More to the point, they didn’t only do it till your last sibling, or cousin, or schoolmate was born either. Nor did they do it only when they were 19, or 22, or (a stretch here, I know) 31. Nope. Chances are better than even that if they’re still alive and still together they’ve done it in the last 45 days.

Uh oh, where’s everybody gone? [Crickets?] Then I rest my case.

But here’s the thing. If they had stopped when you were born, if they had stopped once, say, they left college, if they had stopped at age 29 when, according to way too many fashionistas, the “bloom is off the rose, if they had stopped after they gained a little weight or started to turn gray or their skin started sagging a bit…

... you’d have to as well.
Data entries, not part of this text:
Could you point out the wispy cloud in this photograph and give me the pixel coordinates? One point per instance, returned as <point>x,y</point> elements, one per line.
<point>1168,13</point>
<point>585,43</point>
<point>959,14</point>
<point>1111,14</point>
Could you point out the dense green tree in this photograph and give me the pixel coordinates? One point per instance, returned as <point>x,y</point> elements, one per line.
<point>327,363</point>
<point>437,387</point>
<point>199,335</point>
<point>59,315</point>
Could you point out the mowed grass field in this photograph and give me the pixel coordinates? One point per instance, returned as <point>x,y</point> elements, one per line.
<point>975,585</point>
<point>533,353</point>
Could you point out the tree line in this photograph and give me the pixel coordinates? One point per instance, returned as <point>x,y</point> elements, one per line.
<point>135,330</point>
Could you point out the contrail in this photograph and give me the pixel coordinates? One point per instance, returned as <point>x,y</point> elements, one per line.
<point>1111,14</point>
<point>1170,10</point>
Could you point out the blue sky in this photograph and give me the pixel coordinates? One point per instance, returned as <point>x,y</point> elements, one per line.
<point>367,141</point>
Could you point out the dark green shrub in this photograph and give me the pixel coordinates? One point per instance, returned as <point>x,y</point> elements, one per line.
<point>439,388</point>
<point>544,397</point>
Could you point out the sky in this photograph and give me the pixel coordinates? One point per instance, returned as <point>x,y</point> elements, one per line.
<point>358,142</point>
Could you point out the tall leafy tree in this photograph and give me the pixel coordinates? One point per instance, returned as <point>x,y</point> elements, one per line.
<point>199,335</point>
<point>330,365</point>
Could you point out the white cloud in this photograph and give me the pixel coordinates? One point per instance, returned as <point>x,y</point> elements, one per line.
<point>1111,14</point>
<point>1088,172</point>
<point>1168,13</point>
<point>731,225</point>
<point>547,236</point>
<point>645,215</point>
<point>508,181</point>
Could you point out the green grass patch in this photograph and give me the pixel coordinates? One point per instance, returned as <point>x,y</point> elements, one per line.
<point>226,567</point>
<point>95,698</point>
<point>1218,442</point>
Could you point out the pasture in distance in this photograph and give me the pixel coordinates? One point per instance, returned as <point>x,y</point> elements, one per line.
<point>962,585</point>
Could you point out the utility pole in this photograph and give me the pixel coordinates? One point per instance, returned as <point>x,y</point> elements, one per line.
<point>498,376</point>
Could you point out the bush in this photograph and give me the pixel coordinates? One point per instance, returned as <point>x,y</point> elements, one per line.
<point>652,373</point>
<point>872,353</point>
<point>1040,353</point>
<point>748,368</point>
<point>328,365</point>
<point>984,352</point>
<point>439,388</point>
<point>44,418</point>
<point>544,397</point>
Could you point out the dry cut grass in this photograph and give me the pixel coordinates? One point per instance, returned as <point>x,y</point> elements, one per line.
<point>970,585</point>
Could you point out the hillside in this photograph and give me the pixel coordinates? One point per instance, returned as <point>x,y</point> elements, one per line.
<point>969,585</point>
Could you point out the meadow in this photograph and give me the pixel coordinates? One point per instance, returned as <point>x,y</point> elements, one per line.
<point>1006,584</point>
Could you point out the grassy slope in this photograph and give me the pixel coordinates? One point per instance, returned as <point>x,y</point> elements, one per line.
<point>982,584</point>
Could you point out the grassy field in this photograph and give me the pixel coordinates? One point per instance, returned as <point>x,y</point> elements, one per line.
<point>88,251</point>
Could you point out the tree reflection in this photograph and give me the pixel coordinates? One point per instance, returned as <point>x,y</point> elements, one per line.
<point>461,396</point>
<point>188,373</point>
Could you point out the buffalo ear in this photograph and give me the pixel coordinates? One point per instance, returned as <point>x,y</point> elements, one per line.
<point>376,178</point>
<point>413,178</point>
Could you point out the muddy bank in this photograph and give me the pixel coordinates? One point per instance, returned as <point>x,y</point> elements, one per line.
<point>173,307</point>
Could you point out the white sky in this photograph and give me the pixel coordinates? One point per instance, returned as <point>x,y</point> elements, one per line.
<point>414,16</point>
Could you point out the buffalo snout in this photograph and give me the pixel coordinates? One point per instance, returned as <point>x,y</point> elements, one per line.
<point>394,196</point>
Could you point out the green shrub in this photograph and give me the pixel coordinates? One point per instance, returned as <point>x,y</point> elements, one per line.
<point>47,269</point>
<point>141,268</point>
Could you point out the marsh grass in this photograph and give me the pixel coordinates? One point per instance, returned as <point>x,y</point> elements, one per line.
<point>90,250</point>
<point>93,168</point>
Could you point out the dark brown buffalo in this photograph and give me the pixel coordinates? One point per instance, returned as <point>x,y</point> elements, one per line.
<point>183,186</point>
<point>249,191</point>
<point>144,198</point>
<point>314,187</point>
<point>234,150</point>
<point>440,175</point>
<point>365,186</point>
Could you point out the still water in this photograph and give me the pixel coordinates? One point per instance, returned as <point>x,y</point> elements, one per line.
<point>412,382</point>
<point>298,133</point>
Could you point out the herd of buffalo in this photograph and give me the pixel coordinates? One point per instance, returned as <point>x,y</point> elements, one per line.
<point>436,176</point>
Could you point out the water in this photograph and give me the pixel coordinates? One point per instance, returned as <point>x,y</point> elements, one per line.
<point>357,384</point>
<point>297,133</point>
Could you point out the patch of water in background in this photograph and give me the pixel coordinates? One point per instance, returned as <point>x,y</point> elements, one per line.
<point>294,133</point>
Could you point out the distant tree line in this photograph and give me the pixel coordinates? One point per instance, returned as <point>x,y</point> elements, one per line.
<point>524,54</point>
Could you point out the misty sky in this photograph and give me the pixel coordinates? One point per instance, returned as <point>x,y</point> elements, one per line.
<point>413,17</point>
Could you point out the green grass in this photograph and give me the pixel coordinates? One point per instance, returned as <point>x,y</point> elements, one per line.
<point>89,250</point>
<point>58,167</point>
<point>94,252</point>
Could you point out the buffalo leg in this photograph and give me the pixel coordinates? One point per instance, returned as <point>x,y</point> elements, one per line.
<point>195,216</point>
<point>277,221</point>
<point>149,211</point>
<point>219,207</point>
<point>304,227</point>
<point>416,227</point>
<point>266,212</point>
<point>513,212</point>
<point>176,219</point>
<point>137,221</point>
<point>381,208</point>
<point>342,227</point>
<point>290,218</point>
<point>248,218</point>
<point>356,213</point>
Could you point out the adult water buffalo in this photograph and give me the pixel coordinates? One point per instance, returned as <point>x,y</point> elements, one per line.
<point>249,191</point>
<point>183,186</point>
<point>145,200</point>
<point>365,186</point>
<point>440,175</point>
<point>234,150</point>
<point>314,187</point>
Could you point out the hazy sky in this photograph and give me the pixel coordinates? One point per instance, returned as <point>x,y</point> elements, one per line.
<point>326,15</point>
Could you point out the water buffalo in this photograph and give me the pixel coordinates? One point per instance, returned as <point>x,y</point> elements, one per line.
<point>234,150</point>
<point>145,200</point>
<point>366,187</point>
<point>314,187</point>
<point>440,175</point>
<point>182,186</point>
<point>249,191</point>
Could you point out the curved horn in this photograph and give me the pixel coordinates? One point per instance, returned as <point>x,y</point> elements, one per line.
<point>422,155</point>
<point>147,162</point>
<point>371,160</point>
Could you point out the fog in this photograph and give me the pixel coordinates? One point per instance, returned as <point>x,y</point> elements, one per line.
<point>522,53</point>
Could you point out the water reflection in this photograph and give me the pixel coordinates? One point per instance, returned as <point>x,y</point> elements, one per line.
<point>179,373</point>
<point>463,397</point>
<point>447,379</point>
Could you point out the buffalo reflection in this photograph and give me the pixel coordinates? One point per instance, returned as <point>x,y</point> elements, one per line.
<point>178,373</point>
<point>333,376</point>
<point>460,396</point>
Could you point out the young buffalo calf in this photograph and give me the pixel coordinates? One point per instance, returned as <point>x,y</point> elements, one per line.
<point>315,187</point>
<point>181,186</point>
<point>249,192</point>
At least “for the children” if not outright common decency itself.

Right?

Heh. I don’t think so!

And neither do you.

So from whence this idea that sex for seniors should have it’s own Faith-Popcorn©-style appellation “seniorsex?” At what point, exactly, does sex become “seniorsex?” If one partner is more than a few days older than the other then there’s going some point in their lives where one begins having specialized “seniorsex.” But not the other.

Bizarrely, considering it’s got it’s own appellation and all, neither partner is likely to notice the transition. Certainly not at the point when it begins to happen.

‘Member how I said we form our primary ideas about sex in response to our parents and high school? And how unlike most other activities that continue into adulthood we rarely bring further distinction to it? The notion that there’s such a thing as “seniorsex” is clue number two. (Clue number one being covering our ears and going “la-la-la”.)

I’m just saying.

Note: In the US, anyway, the American Association of Retired People mails you an AARP membership application when you turn 50. That suggests that, in at least some people’s minds, if you’re over 18 you’re no more than 32 years away from “seniorsex.” It also means that quite a few of the 70 million baby boomers are already having it. Unless you plan to stop having sex, plan to lose interest desire for those your own age, or plan for everyone your age to lose interest in you then it’s probably not too early to start thinking about how you want people to think about you when you pass that magic mark.